Now what? Well, I was kinda eager to put it to the test with some real data, but that needed some thinking about. A few people have mentioned the theory that if you cut your losses quickly and let your profits run on, you'll come out an eventual winner no matter how randomly you chose your trade. I'm interested in testing that theory, because if it's true, it'll form a fine bedrock to a trading strategy. Still mostly thinking about stocks, I picked 10 company names that I'd not heard of from FTSE 250 and plotted their end of day bid, ask and volume. To truly test the random theory I should have modelled 5 going long and 5 going short, but that seemed a bit pedantic and not much fun. I waited until the next day and got two more points of data for each, a midday update and another end of day update. I'll let the market lead me - if three points of data show an upward trend, I'll go long, if three points of data show a downward trend I'll go short. It's still a very random way to pick my trades, and allowed for the fact that a few of them were range bound within those three points.
How to choose the value of my stake? I went back to my spreadsheet. The value that I'd need to invest was linked to the cost of the trade. Some early research that I'd done suggested a fairly average-to-worst-case cost of transaction would £10, so to buy and sell would be £20. I would need a large enough stake that a favourable price movement would cover the £20 cost per trade, without requiring an enormous step change in share price. I fiddled around with some formulae and build another set of sums. As expected, the higher the stake, the less the share price has to rise / fall to breakeven of the cost of trade.
Ahhhh... The higher the stake the less the price has to rise to cover the cost, but the higher the risk becomes, so the tighter the stop. Hmmm, this is gonna take some experimenting with. Eventually I came to the conclusion that £500 per stake was about the best balance - although the stops look scary close and the prices have got to move a long way to cover off the costs.
A week on and I've been stopped out twice and everything else is still in its first running, time will tell whether the profits will cover the losses or not. I suspect not, my costs are too high and my risk % too small for this kind of trading.
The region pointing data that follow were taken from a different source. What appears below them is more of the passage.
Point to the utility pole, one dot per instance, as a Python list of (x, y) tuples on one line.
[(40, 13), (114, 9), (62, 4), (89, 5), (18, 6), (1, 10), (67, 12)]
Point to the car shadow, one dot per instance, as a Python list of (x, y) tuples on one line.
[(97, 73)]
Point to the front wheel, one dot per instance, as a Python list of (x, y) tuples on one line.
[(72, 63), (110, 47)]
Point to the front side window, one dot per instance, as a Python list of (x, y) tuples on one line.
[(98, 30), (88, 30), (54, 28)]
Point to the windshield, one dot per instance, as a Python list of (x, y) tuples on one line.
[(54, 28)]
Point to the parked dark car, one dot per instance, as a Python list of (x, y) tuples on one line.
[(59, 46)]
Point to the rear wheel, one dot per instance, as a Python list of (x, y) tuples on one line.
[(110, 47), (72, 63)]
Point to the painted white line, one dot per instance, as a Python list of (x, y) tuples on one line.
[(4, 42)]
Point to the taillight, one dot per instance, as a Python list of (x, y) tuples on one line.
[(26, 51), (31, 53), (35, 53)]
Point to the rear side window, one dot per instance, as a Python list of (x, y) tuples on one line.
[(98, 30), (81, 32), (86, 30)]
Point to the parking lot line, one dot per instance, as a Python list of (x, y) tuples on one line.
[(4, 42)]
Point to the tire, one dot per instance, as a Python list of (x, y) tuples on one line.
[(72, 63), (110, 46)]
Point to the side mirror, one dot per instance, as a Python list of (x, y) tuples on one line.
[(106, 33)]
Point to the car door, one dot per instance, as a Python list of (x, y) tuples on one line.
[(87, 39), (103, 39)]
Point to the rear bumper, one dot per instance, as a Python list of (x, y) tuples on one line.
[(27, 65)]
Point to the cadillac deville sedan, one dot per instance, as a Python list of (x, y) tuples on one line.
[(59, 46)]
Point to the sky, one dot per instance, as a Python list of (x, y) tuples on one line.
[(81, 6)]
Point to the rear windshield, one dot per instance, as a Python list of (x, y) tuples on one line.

In the meantime, there's so much more that I want to model, and now that I've got documented decisions on where I went long / short or left alone I can replay the same experiment with different variables. I'm particularly interested in what would happen if I changed the cost base from broker trading to spread betting. I'd have opted for this straight away, but I don't understand the SB cost base enough to model it yet and I was too eager to wait for more research. Using typical SB spreads, does the stake come down, the stops move wider and the ability to breakeven get more likely - or does it go in the opposite direction, the leverage on minimum bet sizes pushing the risk up and the cost of failure? I don't know yet. I'm about to go back into my spreadsheets, so if I go quiet for a few days, you know where I am, I'm in the land of little grey squares!